En román paladino, ese "_avez-vous du nouveau_" podría decirse de varias maneras. De todas ellas, la única que, en mi opinión, encajaría en el texto de *León*, sería: ¿Trae usted* algo nuevo*?




> Lamarimba dijo:
> _Je cherche toujours du nouveau →Je cherche toujours quelque chose de nouveau → Busco siempre lo nuevo._
> 
> Si alguien pudiera mostrarme que la traducción es incorrecta o forzada, me quedaría más tranquilo.


Yo hubiese traducido ese "_busco siempre lo nuevo_" por "_je cherche toujours le nouveau, ce qui est nouveau._" 
_"Je cherche toujours du nouveau, quelque chose de nouveau": siempre estoy buscando algo nuevo, alguna cosa nueva._


----------



## Paquita

Víctor Pérez said:


> la única que, en mi opinión, encajaría en el texto de *León*, sería: ¿Trae usted* algo nuevo*?
> 
> Yo hubiese traducido ese "_busco siempre lo nuevo_" por "_je cherche toujours le nouveau, ce qui est nouveau._"
> _"Je cherche toujours du nouveau, quelque chose de nouveau": siempre estoy buscando algo nuevo, alguna cosa nueva._


----------



## Lamarimba

León, Víctor, gracias por responder.

¿Me permitís olvidar por un momento el contexto filosófico para centrarme en mis dudas?

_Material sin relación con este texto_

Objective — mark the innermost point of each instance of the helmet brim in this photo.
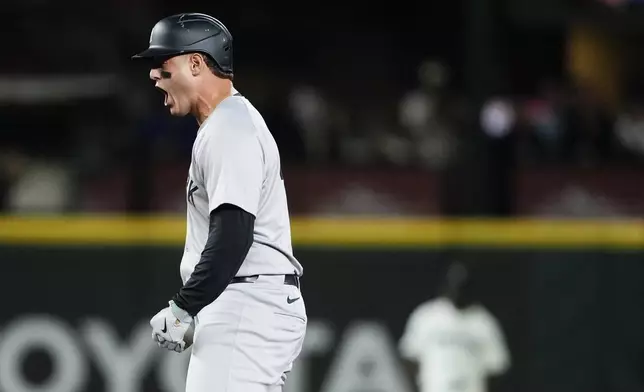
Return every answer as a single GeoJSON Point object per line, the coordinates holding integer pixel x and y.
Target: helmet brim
{"type": "Point", "coordinates": [156, 53]}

_je cherche toujours *le nouveau*_*. *No al nuevo, al novato, sino _lo nuevo_. _*"Voici le nouveau*" _¿Podría responder así _Monsieur Propice_? _Aquí está lo nuevo_. ¿No?

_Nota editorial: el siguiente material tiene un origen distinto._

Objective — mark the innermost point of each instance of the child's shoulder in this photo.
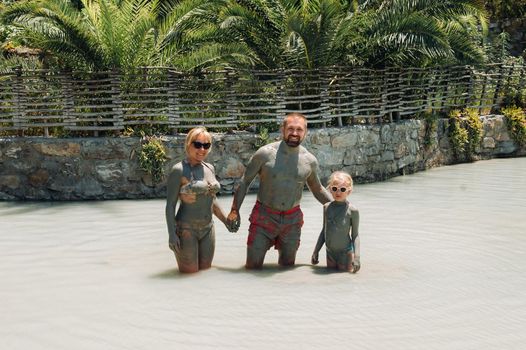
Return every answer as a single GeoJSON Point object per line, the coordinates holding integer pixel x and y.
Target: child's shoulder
{"type": "Point", "coordinates": [352, 207]}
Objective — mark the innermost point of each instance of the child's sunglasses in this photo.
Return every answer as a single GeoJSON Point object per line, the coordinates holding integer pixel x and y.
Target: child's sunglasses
{"type": "Point", "coordinates": [199, 145]}
{"type": "Point", "coordinates": [335, 189]}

_*Lo* _no hace más que * sustantivar* el adjetivo_. _Como en_ le beau. _Para Kant_ le beau est ce qui plaît universellement sans concept_, por ejemplo_. Le beau _se refiere _a *n'importe quelle chose*, quelque chose, _a toda cosa que nos plazca según las condiciones de Kant. Pero dejemos al filósoso.

Imagino un mundo terrible donde de repente surge, irrumpe lo bello. Hablaría entonces de *la irrupción de lo bello.*

¿Podría volcarlo al francés como_* l'irruption du beau*_, como en_"l'irruption du sensible dans les politiques economiques"?

On pourrait parler, _en el mismo sentido_, du *surgissement du nouveau? *_¿De lo nuevo?


----------



## Leon_Izquierdo

Poder, se podría. No aquí. En los ejemplos anteriores es distinto, porque "du nouveau" es modificador de un sustantivo.


Lamarimba said:


> _On pourrait parler, _en el mismo sentido_, du *surgissement du nouveau? *_¿De lo nuevo?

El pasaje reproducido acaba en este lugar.